5. Conclusions and Future Work
A system has been proposed to serve as a second opinion for a physician to detect breast tumors in ultrasound images. This system consists of three stages: Preprocessing, Feature extraction and Selection and Classification into clean images and images with tumors. The obtained result have shown the superiority of bagging ensemble classifier over the SVM classifier.

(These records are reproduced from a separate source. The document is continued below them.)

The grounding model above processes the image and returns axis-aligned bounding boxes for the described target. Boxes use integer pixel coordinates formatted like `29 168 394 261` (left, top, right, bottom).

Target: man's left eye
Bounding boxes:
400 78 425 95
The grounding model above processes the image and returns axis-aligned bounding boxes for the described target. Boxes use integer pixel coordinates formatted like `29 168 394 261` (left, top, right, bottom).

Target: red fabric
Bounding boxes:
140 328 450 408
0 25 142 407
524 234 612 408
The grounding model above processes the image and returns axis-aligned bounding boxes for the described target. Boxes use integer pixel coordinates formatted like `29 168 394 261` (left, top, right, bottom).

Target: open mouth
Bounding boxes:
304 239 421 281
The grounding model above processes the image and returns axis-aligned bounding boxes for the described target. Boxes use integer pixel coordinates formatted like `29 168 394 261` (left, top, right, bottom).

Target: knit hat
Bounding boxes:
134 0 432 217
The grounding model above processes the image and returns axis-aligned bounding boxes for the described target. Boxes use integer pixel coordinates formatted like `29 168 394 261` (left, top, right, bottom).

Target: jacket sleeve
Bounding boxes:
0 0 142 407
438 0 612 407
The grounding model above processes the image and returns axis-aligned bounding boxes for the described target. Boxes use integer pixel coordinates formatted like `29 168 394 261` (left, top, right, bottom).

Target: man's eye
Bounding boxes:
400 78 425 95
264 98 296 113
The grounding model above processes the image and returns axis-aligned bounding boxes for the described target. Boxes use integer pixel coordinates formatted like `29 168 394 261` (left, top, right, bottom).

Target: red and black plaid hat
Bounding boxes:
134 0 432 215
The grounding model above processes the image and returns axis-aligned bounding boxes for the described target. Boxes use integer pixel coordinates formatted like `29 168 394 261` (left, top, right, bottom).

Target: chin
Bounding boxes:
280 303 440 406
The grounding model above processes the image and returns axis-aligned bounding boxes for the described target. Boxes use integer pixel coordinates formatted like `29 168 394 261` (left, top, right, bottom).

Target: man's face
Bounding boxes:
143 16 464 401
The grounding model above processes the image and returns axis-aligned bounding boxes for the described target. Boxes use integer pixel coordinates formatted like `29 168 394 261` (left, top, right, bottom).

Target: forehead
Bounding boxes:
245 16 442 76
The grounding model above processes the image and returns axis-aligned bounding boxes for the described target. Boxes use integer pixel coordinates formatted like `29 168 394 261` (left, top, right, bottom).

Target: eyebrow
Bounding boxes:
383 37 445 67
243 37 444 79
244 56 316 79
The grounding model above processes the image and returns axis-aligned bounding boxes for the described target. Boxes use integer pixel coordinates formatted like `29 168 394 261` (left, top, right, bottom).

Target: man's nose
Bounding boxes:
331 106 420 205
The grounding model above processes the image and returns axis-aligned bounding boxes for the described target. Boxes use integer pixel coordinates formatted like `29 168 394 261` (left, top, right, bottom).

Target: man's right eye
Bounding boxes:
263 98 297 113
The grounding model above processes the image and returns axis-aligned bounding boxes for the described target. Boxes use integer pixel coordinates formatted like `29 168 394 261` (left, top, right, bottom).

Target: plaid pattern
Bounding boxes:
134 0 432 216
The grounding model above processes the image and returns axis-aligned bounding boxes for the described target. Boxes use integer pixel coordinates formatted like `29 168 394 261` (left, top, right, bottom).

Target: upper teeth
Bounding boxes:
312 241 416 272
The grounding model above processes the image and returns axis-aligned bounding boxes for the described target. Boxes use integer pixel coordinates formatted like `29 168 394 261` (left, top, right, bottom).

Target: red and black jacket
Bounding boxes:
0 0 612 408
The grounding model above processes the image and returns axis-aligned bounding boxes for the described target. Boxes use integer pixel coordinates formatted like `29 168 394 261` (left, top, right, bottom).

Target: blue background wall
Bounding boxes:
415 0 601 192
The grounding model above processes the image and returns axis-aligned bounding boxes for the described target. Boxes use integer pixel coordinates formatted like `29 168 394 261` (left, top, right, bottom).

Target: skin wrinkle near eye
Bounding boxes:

In the future, new cases should be added to the data set. More image processing techniques will be added to the system to improve its accuracy. We plan to train the designed classifiers using additional features as well as other classifiers as members of the ensemble classifier. More functions such as tumor localization, segmentation and classification into benign and malignant tumors will be added. The system can be extended to fuse inputs from different data sources: Ultrasound, X-rays etc… to increase the detection rate.